城北側には王府の水源であった龍潭、円鑑池に面した小さな弁財天堂などがあり、首里城観光の合間に立ち寄りやすい。ゆいレール儀保駅から御殿山までは徒歩約12分。那覇空港・那覇市中心部と一本で結ばれており、レンタカーがなくても巡回しやすい。
Q&A
- 園内に入ることはできますか。
- 現時点では一般公開されていません。那覇市による保存整備と発掘調査が長期にわたって続いており、内部の見学はできません。北側の道路沿いから門と外周石垣を眺めることのみ可能です。最新の公開状況は那覇市文化財課(098-917-3501)にお問い合わせください。
- 琉球庭園は本土の庭園とどこが違うのですか。
- いくつか挙げられます。第一に、琉球石灰岩を曲線で積む独自の石垣技法。第二に、フクギやガジュマルなど亜熱帯の樹種を主体とする植栽。第三に、明・清との冊封関係から取り込まれた中国福建系の構成要素。これらが組み合わさることで、京都や江戸の庭園とは異なる固有の地方様式が形成されました。
- 伊江家とはどのような一族ですか。
- 第二尚氏の分家で、尚清王の七男・朝義を家祖とする王子家です。代々伊江島の按司地頭を務め、三司官に四名を出し、四代の当主が王子号を授けられました。十一世朝直は琉球王国最後の摂政を務め、明治5年(1872年)には維新慶賀使の正使として上京しています。

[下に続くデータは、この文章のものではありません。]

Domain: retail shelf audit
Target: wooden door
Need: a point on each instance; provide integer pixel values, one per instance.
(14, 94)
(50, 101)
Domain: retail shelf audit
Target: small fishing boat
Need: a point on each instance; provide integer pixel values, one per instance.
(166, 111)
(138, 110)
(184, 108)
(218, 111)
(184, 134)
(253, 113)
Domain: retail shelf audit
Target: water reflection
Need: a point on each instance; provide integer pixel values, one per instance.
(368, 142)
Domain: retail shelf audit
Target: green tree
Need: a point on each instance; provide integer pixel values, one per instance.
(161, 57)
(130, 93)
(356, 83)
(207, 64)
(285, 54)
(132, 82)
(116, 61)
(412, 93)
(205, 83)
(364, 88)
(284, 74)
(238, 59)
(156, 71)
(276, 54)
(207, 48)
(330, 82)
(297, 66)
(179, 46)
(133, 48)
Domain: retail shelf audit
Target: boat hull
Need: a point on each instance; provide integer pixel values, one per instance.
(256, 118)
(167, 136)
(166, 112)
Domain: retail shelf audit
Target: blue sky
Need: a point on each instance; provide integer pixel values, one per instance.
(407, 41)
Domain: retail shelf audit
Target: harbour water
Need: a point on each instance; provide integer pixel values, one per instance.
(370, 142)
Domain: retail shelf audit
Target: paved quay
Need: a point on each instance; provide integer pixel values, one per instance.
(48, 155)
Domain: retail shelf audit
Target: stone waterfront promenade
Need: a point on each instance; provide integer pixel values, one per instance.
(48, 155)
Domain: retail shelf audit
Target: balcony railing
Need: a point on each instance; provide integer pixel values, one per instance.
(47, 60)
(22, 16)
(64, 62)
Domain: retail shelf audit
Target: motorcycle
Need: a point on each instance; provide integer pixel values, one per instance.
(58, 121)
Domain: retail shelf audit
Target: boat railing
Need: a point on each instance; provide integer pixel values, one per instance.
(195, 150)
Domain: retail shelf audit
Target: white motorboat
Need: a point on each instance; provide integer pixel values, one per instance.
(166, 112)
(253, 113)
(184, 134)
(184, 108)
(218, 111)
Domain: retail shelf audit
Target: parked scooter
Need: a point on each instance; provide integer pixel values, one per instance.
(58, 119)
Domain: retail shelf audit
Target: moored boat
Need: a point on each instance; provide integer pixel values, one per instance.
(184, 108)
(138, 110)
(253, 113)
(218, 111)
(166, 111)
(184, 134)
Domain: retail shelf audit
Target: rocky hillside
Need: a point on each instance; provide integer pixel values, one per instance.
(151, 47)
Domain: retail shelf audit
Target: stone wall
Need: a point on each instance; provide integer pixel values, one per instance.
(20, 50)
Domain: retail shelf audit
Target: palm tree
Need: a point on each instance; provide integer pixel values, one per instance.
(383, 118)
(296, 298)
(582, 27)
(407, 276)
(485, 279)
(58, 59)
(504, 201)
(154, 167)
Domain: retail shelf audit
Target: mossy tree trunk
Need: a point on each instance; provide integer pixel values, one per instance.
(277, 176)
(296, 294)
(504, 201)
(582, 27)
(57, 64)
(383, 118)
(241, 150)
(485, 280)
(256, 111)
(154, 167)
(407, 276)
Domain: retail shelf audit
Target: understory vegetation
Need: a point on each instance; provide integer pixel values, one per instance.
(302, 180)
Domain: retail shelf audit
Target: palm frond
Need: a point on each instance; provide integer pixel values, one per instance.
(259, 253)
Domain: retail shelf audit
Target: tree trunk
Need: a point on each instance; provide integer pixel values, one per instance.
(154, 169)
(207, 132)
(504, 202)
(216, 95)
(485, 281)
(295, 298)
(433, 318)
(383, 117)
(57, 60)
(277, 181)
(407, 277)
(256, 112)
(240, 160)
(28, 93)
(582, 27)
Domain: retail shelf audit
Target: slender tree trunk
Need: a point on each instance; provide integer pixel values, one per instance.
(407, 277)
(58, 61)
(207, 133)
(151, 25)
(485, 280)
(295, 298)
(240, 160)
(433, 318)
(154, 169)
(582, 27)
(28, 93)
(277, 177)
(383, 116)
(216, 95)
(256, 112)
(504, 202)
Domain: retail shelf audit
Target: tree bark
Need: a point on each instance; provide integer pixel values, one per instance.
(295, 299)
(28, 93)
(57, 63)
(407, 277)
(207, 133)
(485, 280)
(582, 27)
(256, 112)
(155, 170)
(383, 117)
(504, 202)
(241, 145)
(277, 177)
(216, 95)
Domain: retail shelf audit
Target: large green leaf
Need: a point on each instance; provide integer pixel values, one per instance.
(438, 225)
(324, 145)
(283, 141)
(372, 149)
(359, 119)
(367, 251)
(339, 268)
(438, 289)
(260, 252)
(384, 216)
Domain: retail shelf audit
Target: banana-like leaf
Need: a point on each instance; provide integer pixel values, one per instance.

- 同じ那覇市内の「伊江殿内庭園」と同じ場所ですか。
- 別の庭園です。伊江殿内庭園(別名「巣雲園」)は首里当蔵町にあり、伊江家の支流(向氏伊江殿内)の屋敷跡に残る庭園で、こちらも国の名勝に指定されています。御殿山の本邸別邸庭園とは2キロほど離れた場所にあり、規模も性格も異なります。
- アクセス方法は。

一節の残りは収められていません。